The organs in the gastrointestinal system are lined with 4 layers of tissue: the mucosa, submucosa, muscularis externa, and serosa [1]. The mucosa consists of epithelium, a loose connective tissue called lamina propria, and a thin layer of smooth muscle called the muscularis mucosa [1]. These tissues are all innervated via the autonomic nervous system allowing digestion, absorption, and waste elimination. Specifically, the two plexuses of the gastrointestinal tract, the myenteric and submucosal promote digestion throughout the gastrointestinal system [2].

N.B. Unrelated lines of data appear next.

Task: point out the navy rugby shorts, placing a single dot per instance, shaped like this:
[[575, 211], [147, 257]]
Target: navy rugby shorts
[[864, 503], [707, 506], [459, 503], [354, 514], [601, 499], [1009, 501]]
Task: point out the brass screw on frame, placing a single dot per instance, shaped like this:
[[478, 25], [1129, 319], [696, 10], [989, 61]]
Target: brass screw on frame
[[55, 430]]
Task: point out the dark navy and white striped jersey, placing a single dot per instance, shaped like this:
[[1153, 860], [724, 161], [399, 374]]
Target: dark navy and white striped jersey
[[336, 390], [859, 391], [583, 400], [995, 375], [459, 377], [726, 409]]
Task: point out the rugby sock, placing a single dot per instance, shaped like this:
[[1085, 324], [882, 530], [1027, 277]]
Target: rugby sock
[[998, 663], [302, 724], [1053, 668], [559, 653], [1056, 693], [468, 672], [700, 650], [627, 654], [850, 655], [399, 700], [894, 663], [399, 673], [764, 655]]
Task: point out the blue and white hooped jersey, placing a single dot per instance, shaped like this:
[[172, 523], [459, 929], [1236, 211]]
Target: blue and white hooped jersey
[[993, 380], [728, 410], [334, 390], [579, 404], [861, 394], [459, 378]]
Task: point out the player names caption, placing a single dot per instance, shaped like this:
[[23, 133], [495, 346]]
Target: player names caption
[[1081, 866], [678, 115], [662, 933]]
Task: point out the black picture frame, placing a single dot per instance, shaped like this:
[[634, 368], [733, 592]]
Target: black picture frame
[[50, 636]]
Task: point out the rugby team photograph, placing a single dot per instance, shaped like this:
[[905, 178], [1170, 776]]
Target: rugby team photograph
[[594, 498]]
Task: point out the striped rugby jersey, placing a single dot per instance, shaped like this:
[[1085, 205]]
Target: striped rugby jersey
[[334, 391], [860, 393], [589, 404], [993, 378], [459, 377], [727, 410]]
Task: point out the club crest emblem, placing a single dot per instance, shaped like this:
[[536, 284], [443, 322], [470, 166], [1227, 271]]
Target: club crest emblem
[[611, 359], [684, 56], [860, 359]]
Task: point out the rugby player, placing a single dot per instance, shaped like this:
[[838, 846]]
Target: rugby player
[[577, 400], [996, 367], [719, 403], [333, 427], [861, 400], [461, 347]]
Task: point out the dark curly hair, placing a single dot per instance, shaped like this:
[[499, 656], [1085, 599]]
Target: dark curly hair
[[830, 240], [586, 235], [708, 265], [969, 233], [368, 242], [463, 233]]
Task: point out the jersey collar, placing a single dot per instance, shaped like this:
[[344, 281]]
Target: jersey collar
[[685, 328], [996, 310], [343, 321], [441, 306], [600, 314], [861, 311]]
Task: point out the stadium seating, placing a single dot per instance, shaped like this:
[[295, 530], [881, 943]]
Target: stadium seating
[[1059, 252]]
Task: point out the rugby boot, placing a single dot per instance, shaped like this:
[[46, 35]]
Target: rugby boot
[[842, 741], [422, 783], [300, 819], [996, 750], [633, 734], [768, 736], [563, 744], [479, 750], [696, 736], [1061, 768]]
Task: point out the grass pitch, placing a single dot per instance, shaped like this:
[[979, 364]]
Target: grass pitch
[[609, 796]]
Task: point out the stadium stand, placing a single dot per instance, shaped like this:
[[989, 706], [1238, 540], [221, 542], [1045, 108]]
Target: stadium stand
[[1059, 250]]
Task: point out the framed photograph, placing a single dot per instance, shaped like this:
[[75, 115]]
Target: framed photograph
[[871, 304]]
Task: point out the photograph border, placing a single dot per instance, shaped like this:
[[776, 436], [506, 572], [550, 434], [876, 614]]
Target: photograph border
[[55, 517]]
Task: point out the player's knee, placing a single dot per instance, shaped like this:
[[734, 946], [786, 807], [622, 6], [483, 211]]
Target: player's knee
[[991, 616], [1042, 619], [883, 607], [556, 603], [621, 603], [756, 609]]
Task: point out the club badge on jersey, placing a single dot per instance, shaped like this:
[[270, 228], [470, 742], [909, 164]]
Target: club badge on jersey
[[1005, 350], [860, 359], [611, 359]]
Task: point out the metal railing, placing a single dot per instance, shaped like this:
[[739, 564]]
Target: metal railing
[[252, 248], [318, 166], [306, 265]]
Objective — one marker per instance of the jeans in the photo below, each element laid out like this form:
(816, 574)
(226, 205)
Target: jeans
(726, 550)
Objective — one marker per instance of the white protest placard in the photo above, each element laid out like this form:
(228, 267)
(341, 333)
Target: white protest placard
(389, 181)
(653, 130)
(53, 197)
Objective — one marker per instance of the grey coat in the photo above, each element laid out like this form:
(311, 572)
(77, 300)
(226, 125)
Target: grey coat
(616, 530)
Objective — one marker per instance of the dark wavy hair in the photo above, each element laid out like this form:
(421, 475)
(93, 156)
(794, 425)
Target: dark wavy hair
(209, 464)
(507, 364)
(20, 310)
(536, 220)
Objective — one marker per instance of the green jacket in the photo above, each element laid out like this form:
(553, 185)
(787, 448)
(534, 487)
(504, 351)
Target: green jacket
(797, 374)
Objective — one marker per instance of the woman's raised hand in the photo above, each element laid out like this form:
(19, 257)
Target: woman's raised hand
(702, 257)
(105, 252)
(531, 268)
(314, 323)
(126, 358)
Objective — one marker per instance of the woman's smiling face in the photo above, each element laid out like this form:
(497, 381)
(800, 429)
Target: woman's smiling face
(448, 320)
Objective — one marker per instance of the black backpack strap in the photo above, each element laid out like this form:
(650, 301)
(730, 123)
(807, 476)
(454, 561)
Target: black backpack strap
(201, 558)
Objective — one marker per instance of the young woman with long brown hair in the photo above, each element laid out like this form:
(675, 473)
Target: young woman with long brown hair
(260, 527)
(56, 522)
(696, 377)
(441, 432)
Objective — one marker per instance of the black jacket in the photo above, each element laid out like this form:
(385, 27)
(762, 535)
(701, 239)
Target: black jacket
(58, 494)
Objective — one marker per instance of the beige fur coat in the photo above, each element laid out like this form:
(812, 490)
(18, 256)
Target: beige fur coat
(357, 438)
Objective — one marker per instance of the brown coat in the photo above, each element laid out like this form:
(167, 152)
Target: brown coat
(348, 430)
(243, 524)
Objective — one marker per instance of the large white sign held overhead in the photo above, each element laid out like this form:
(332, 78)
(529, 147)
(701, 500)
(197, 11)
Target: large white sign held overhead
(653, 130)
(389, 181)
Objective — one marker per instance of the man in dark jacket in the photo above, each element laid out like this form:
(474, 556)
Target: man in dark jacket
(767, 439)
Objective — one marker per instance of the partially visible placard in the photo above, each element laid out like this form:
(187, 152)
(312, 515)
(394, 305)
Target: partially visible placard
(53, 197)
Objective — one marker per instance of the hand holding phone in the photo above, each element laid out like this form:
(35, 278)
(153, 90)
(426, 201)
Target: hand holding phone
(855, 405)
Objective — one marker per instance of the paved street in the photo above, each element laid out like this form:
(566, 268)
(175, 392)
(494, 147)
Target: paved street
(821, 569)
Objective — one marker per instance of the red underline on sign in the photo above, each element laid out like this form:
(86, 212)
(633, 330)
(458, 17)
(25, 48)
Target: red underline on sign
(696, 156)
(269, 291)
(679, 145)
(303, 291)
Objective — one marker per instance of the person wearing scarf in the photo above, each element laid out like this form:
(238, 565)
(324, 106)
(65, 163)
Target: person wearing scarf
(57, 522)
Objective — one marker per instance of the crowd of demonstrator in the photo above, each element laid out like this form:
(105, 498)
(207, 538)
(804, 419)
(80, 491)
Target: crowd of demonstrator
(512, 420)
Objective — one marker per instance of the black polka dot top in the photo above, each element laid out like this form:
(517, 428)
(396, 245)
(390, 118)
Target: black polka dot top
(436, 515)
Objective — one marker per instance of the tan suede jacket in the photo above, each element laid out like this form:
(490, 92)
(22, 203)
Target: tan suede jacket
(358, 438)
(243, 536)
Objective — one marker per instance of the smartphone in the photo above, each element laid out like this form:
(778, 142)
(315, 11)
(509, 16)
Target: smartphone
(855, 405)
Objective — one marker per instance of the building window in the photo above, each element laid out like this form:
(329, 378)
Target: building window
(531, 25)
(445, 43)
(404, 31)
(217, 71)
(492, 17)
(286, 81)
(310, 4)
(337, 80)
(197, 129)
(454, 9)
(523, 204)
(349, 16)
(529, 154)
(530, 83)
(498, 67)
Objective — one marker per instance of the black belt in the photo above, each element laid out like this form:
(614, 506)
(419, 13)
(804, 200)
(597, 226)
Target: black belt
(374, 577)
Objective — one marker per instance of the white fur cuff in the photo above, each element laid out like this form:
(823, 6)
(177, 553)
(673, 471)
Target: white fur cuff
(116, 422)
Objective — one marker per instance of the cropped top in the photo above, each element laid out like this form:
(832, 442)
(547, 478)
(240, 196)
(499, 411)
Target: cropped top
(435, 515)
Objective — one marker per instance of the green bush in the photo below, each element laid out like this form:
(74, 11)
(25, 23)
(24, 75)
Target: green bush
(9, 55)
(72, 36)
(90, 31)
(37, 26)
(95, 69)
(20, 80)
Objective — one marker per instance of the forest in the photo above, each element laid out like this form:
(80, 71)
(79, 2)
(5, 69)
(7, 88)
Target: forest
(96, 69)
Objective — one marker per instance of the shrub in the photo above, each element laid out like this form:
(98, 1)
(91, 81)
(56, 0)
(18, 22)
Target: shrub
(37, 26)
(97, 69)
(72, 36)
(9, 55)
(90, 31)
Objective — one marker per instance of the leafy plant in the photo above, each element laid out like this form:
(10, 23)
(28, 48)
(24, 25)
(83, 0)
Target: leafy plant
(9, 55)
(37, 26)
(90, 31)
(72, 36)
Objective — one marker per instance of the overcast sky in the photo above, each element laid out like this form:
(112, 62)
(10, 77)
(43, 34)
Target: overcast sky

Mast cells play an important and useful immunological role when they function appropriately. When these cells are overactivated, they stimulate adverse reactions due to increased sensitivity. Because mast cells have a strong presence at the lamina propria and contribute to visceral reactivity, a dysfunction in mast cell degranulation can cause overstimulation of normal gastrointestinal function leading to increased motility [3]. This inevitably leads to digestive tract issues such as abdominal pain and diarrhea [3]. Symptoms that may be attributable to mast cell activation can also cause an anaphylactic reaction throughout the body, such as in MCAS [4]. Similarly, problems seen in EDS that occur in the connective tissue of gastrointestinal mucosa and issues with autonomic function as seen in POTS can cause the GI system to be negatively affected when this triad of disorders occurs together.

2. EDS

According to most recent classifications, EDS has 13 clinically recognized types, with the hypermobile subtype (hEDS) often experiencing gastrointestinal symptoms [5]–[7]. In one study, hEDS patients had chronic constipation, rectal and uterine prolapse, stomach hernias, and issues with controlling autonomic bodily functions [8]. 218 patients with hEDS were studied and found to have at least one GI symptom at the time of diagnosis. 19.2% of those had GI dysmotility and out of those who had GI dysmotility, 11.9% had esophageal dysmotility, 42.8% had gastroparesis, 11.9% had small bowel colon altered transit time, and 9.5% had global dysmotility [8]. Moreover, the same study discovered that of the hEDS patients who had POTS, more were predisposed with GI dysmotility [8]. Overall, nausea, abdominal pain, constipation, and diarrhea were the most common symptoms seen in hEDS patients, possibly due to dysautonomia [9].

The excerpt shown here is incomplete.